This explains why the spaces are removed in the first example, and the spaces get replaced with underscores in your second example.
In the second expression the \L is used to lowercase the text.
The extra question in the comment was how to run this expression outside of TextMate. Using vi as an example, I would break it into multiple steps:
:0,$s/ //g
:0,$s/\u/\L\0/g
The first part of the above commands tells vi to run a substitution starting on line 0 and ending at the end of the file (that's what $ means).
The rest of the expression uses the same sorts of rules as explained above, although some of the notation in vi is a bit custom - see this reference webpage.
I find RegexBuddy a good tool for me in dealing with regexs. I pasted your 1st regex in to Buddy and I got the explanation shown in the bottom frame:
I use it for helping to understand existing regexs, building my own, testing regexs against strings, etc. I've become better # regexs because of it. FYI I'm running under Wine on Ubuntu.
it's searching for any alpha character that appears at least once in a row [[:alpha:]]+ or space ( ).
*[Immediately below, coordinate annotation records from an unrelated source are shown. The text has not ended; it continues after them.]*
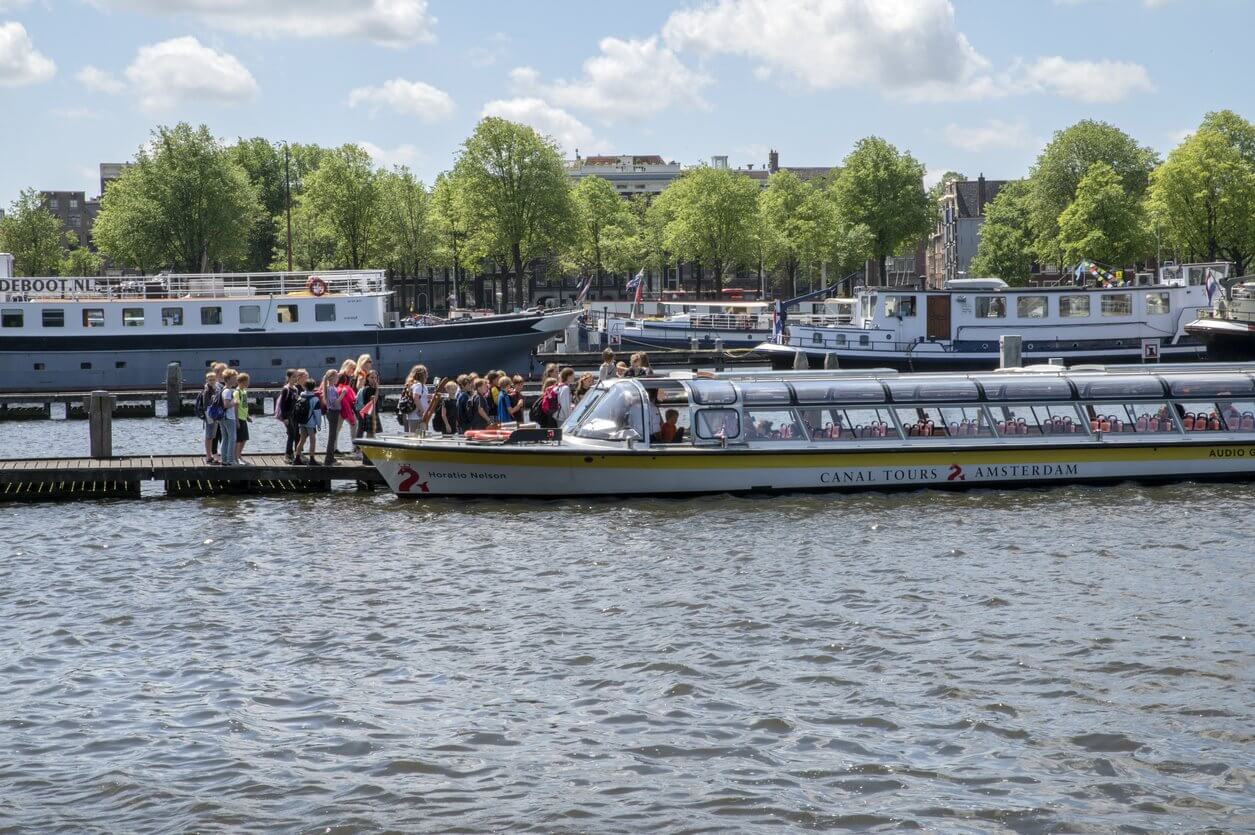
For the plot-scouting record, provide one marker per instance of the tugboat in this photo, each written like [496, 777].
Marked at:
[1229, 328]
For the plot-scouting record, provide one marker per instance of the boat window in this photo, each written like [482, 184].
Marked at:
[838, 392]
[1130, 417]
[951, 421]
[1211, 386]
[990, 307]
[1037, 420]
[715, 425]
[1117, 304]
[1158, 303]
[764, 393]
[773, 425]
[712, 392]
[1112, 387]
[1074, 307]
[845, 423]
[1032, 307]
[899, 305]
[906, 391]
[1010, 388]
[1217, 416]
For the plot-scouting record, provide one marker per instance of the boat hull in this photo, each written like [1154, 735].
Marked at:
[423, 468]
[119, 362]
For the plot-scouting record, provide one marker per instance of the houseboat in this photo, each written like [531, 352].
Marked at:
[958, 327]
[78, 334]
[832, 431]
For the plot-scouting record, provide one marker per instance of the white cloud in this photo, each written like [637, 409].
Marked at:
[994, 133]
[907, 48]
[403, 155]
[390, 23]
[20, 63]
[183, 69]
[99, 80]
[628, 79]
[1093, 82]
[408, 98]
[567, 131]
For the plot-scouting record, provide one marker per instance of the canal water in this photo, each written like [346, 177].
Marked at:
[1037, 661]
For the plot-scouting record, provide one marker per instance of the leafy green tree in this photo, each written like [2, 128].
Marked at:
[1005, 247]
[1061, 167]
[32, 235]
[712, 219]
[517, 192]
[1202, 197]
[882, 190]
[1103, 222]
[343, 195]
[797, 222]
[78, 259]
[183, 204]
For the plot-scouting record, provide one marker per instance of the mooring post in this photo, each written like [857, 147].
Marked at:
[173, 389]
[1009, 350]
[99, 413]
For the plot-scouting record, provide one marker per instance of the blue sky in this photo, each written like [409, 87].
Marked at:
[977, 86]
/[[:alpha:]]+|( )/(?1::$0)/g
The (?1 is a conditional and used to strip the match if group 1 (a single space) was matched, or replace the match with $0 if group 1 wasn't matched. As $0 is the entire match, it gets replaced with itself in that case. This regex is the same as:
/ //g
I.e. remove all spaces.
/[[:alpha:]]+|( )/(?1:_:/\L$0)/g
This regex is still using the same condition, except now if group 1 was matched, it's replaced with an underscore, and otherwise the full match ($0) is used, modified by \L. \L changes the case of all text that comes after it, so \LABC would result in abc; think of it as a special control code.